New Year’s Eve was a night for sentimental losers. It was my own stupid fault. Of course there’d be a low-rent crowd up there. I should have picked a classier date—like March 28th, when Virginia Woolf took her walk into the river, or Nick Drake November 25th. If anybody had been on the roof on either of those nights, the chances are they would have been like-minded souls, rather than hopeless fuck-ups who had somehow persuaded themselves that the end of a calendar year is in any way significant. It was just that when I got the order to deliver the pizzas to the squat in Toppers’ House, the opportunity seemed too good to turn down. My plan was to wander to the top, take a look around to get my bearings, go back down to deliver the pizzas and then Do It.
And suddenly there I was with three potential suicides munching the pizzas I was supposed to deliver and staring at me. They were apparently expecting some kind of Gettysburg address about why their damaged and pointless lives were worth living. It was ironic, really, seeing as I didn’t give a fuck whether they jumped or not. I didn’t know them from Adam, and none of them looked like they were going to add much to the sum total of human achievement.
“So,” I said. “Great. Pizza. A small, good thing on a night like this.” Raymond Carver, as you probably know, but it was wasted on these guys.
“Now what?” said Jess.
“We eat our pizza.”
“Then?”
“Just give it half an hour, OK? Then we’ll see where we’re at.” I don’t know where that came from. Why half an hour? And what was supposed to happen then?
“Everyone needs a little time out. Looks to me like things were getting undignified up here. Thirty minutes? Is that agreed?”
One by one they shrugged and then nodded, and we went back to chewing our pizzas in silence. This was the first time I had tried one of Ivan’s. It was inedible, maybe even poisonous.
“I’m not fucking sitting here for half an hour looking at your fucking miserable faces,” said Jess.
“That’s what you’ve just this minute agreed to do,” Martin reminded her.
“So what?”
“What’s the point of agreeing to do something and then not doing it?”
“No point.” Jess was apparently untroubled by the concession.

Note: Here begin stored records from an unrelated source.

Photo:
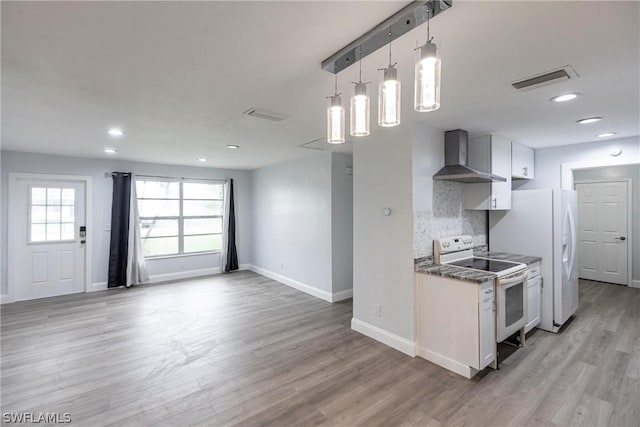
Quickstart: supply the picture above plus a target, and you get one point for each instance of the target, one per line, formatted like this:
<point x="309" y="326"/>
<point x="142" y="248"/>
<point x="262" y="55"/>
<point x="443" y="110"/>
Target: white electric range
<point x="510" y="283"/>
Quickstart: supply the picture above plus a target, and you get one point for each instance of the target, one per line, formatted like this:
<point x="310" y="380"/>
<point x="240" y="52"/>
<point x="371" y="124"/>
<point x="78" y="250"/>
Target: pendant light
<point x="427" y="78"/>
<point x="360" y="108"/>
<point x="335" y="118"/>
<point x="389" y="95"/>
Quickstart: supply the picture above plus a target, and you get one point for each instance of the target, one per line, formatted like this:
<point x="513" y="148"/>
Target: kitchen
<point x="283" y="342"/>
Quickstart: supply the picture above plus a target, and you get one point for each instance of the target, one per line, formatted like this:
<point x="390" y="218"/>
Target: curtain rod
<point x="110" y="174"/>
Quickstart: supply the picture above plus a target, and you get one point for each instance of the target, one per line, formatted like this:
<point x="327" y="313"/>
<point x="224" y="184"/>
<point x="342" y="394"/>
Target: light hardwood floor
<point x="243" y="350"/>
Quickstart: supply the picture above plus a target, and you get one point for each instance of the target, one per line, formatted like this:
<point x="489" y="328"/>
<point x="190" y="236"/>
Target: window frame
<point x="180" y="218"/>
<point x="30" y="222"/>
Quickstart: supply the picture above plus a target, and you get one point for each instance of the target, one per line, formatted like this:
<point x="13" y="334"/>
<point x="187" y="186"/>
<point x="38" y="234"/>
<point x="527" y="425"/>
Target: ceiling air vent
<point x="265" y="114"/>
<point x="546" y="79"/>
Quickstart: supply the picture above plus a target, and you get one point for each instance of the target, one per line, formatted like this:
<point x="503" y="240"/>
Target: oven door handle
<point x="513" y="279"/>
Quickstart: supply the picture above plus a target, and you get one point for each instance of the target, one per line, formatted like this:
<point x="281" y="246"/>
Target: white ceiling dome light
<point x="589" y="120"/>
<point x="606" y="134"/>
<point x="564" y="98"/>
<point x="115" y="132"/>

“Consistency is the last refuge of the unimaginative,” I said. Wilde again. I couldn’t resist.
Jess glared at me.
“He’s being nice to you,” said Martin.
“There’s no point in anything, though, is there?” Jess said. “That’s why we’re up here.”
See, now this was a pretty interesting philosophical argument. Jess was saying that as long as we were on the rooftop, we were all anarchists. No agreements were binding, no rules applied. We could rape and murder each other and no one would pay any attention.
“To live outside the law you must be honest,” I said.
“What the fucking hell does that mean?” said Jess.
You know, I’ve never really known what the fuck it means, to tell you the truth. Bob Dylan said it, not me, and I’d always thought it sounded good. But this was the first situation I’d ever been in where I was able to put the idea to the test, and I could see that it didn’t work. We were living outside the law, and we could lie through our teeth any time we wanted, and I wasn’t sure why we shouldn’t.
“Nothing,” I said.
“Shut up, then, Yankee boy.”
And I did. There were approximately twenty-eight minutes of our time out remaining.